Хочется, однако не получается
— And how… (И как…)
— Let’s talk about something interesting, (Давай поговорим о чем-то интересном,) — резко меняет тему Валленберг.
В конце концов, опоить человека неведомой хренью ужасно скучно, абсолютно не вдохновляет на долгие обсуждения.
— It is already very interesting, (Уже очень интересно,) — безрезультатно стараюсь проглотить ком в горле и совладать с подступающей истерикой.

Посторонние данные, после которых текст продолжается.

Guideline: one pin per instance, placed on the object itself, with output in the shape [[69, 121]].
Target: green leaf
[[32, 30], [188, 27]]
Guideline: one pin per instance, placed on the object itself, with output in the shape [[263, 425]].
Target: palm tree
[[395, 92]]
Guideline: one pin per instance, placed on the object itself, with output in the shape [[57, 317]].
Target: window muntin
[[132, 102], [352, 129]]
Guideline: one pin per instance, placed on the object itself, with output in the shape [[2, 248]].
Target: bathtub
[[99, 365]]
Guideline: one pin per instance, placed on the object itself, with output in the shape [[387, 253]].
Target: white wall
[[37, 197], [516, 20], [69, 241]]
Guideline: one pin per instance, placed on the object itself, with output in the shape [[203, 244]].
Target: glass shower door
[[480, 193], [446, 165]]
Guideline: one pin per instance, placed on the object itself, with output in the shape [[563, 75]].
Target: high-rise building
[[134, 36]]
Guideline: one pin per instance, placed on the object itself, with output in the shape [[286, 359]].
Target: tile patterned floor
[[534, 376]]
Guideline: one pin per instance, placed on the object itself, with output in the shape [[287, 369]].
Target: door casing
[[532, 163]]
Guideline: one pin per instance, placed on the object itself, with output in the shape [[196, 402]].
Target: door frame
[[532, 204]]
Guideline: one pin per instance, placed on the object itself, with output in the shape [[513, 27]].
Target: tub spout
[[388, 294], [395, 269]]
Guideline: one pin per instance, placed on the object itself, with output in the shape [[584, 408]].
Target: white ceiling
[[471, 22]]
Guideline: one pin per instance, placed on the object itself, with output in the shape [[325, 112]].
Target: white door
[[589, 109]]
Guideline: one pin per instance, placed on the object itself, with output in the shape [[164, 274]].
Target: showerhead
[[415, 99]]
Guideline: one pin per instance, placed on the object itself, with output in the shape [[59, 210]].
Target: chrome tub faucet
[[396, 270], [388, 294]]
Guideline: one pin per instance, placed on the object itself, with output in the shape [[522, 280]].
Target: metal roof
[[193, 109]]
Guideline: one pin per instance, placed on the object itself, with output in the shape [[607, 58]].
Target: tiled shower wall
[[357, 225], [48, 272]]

— But not as interesting as an invitation to a mysterious island or playing a baroness character, (Но не настолько интересно, как приглашение на таинственный остров или игра в баронессу,) — следует мастерский удар под дых.
— I don’t understand, (Не понимаю,) — единственное, что удается вымолвить вслух.
Действительно понятия не имею, откуда ему все известно.
— You are sharp enough to understand, (Ты достаточно сообразительна, чтобы понять,) — он мягко улыбается и окончательно добивает жертву: — Miss Podolskaya. (Мисс Подольская.)
Сердце дает перебой, кожа покрывается инеем, а желудок исполняет серию смертельно опасных акробатических трюков.
— You’ve made a mistake, (Вы ошиблись,) — намерена отпираться до финального свистка, сухо поправляю: — Badovskaya. (Бадовская.)
Мои пальцы невольно сжимаются в кулак.
— Let it be if you are used to this lie so much, (Пусть так, если ты столь сильно прикипела к подобной лжи,) — снисходительно соглашается миллиардер и прибавляет: — I don’t care about names. I pay attention to people who wears them. (Я не придаю значения именам. Я обращаю внимание на людей, которые их носят.)
— Should I relax after such a confession? (Надо расслабиться после такого признания?) — нервно усмехаюсь.
— Morton asked about your parents, (Мортон спрашивал о твоих родителях,) — не вопрос, безапелляционная констатация факта.
Спонтанно взрываюсь очередной догадкой:
— How do you… you’ve told him! (Откуда вы… вы сказали ему!)
— No, (Нет,) — твердо произносит Валленберг.
— It is difficult to trust a person who ties your hands, (Трудно доверять человеку, который связывает твои руки,) — отвечаю с горечью.
— I have no reason to lie. (У меня нет причины лгать.)
Лед в голубых глазах тает, позволяет заглянуть под непроницаемую маску.
— I like you and I am honest with you. (Ты мне нравишься, и я честен с тобой.)